🤖 AI Summary
This study addresses the challenge of robustly evaluating safety filters in large language models (LLMs). We propose an efficient, interpretable method for automated jailbreak prompt generation. Methodologically, we design a multi-role collaborative LLM agent system that integrates semantic clustering with knowledge graph modeling to explicitly represent the structured characteristics of jailbreak strategies; notably, it is the first approach to automatically construct compliance test cases aligned with official safety guidelines (e.g., NIST AI Risk Management Framework, EU AI Act). Key contributions include: (1) introducing a role-driven multi-agent paradigm for jailbreak prompt generation; (2) building the first retrievable and reasoning-capable jailbreak knowledge graph; and (3) demonstrating cross-modal generalization—successfully transferring to multimodal models including MiniGPT-v2 and Gemini Vision Pro.
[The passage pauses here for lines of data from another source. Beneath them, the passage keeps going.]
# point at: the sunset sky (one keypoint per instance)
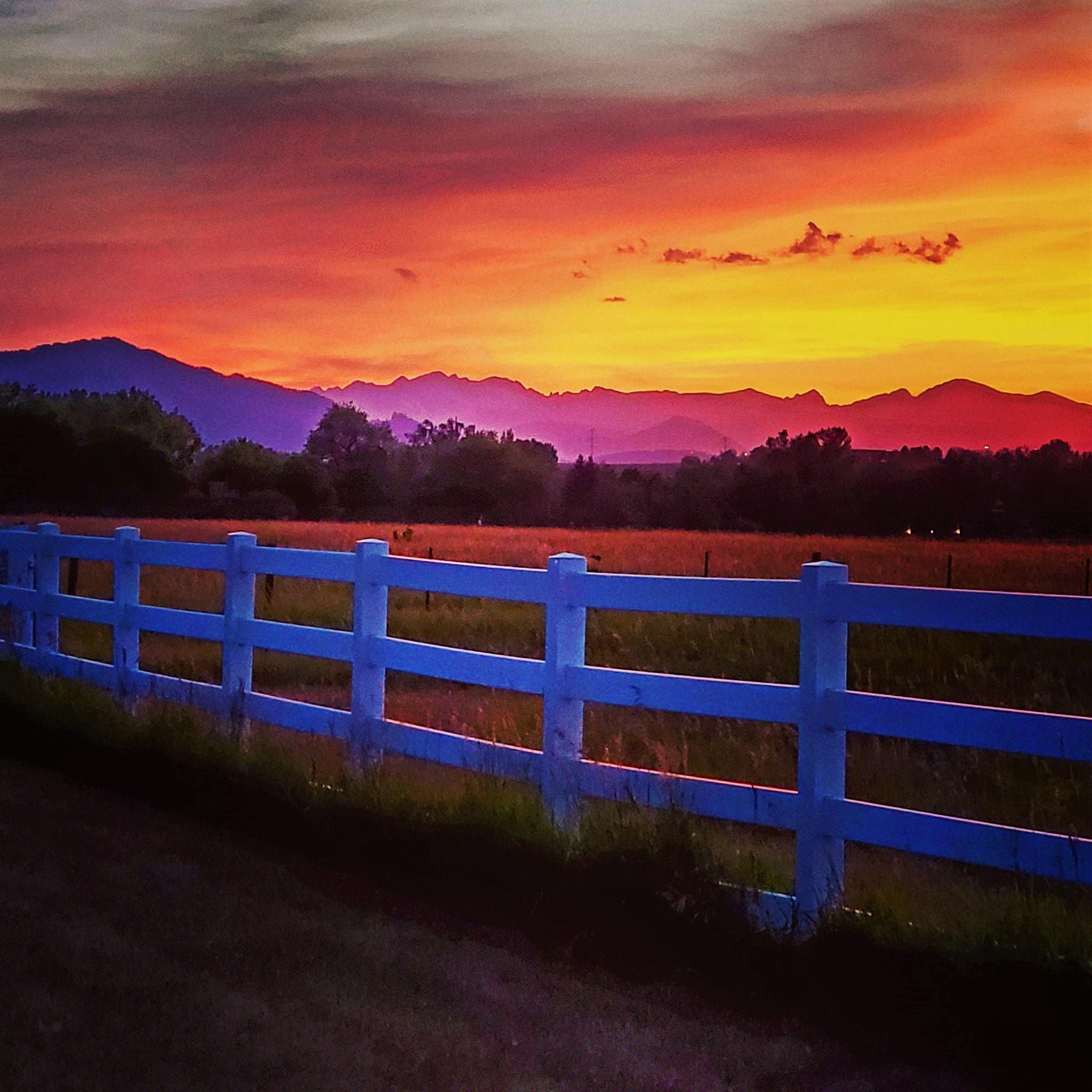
(851, 196)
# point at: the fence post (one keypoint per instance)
(47, 581)
(370, 677)
(126, 599)
(563, 716)
(21, 575)
(238, 655)
(821, 770)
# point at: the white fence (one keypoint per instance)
(823, 709)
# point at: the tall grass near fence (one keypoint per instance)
(1018, 673)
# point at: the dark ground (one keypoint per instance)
(148, 950)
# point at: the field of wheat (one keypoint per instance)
(1013, 672)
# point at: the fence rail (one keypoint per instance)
(824, 710)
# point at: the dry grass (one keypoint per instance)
(1018, 673)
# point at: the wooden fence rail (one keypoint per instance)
(824, 602)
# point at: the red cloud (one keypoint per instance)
(815, 243)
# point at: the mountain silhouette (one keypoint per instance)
(221, 407)
(640, 426)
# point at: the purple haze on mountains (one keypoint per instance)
(643, 426)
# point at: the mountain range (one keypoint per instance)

Empirical evaluation on Vicuna, Llama-2, and ChatGPT shows significant improvements in jailbreak success rates, establishing a novel paradigm for AI safety evaluation.
📝 Abstract
The discovery of"jailbreaks"to bypass safety filters of Large Language Models (LLMs) and harmful responses have encouraged the community to implement safety measures. One major safety measure is to proactively test the LLMs with jailbreaks prior to the release. Therefore, such testing will require a method that can generate jailbreaks massively and efficiently. In this paper, we follow a novel yet intuitive strategy to generate jailbreaks in the style of the human generation. We propose a role-playing system that assigns four different roles to the user LLMs to collaborate on new jailbreaks. Furthermore, we collect existing jailbreaks and split them into different independent characteristics using clustering frequency and semantic patterns sentence by sentence. We organize these characteristics into a knowledge graph, making them more accessible and easier to retrieve. Our system of different roles will leverage this knowledge graph to generate new jailbreaks, which have proved effective in inducing LLMs to generate unethical or guideline-violating responses. In addition, we also pioneer a setting in our system that will automatically follow the government-issued guidelines to generate jailbreaks to test whether LLMs follow the guidelines accordingly. We refer to our system as GUARD (Guideline Upholding through Adaptive Role-play Diagnostics). We have empirically validated the effectiveness of GUARD on three cutting-edge open-sourced LLMs (Vicuna-13B, LongChat-7B, and Llama-2-7B), as well as a widely-utilized commercial LLM (ChatGPT). Moreover, our work extends to the realm of vision language models (MiniGPT-v2 and Gemini Vision Pro), showcasing GUARD's versatility and contributing valuable insights for the development of safer, more reliable LLM-based applications across diverse modalities.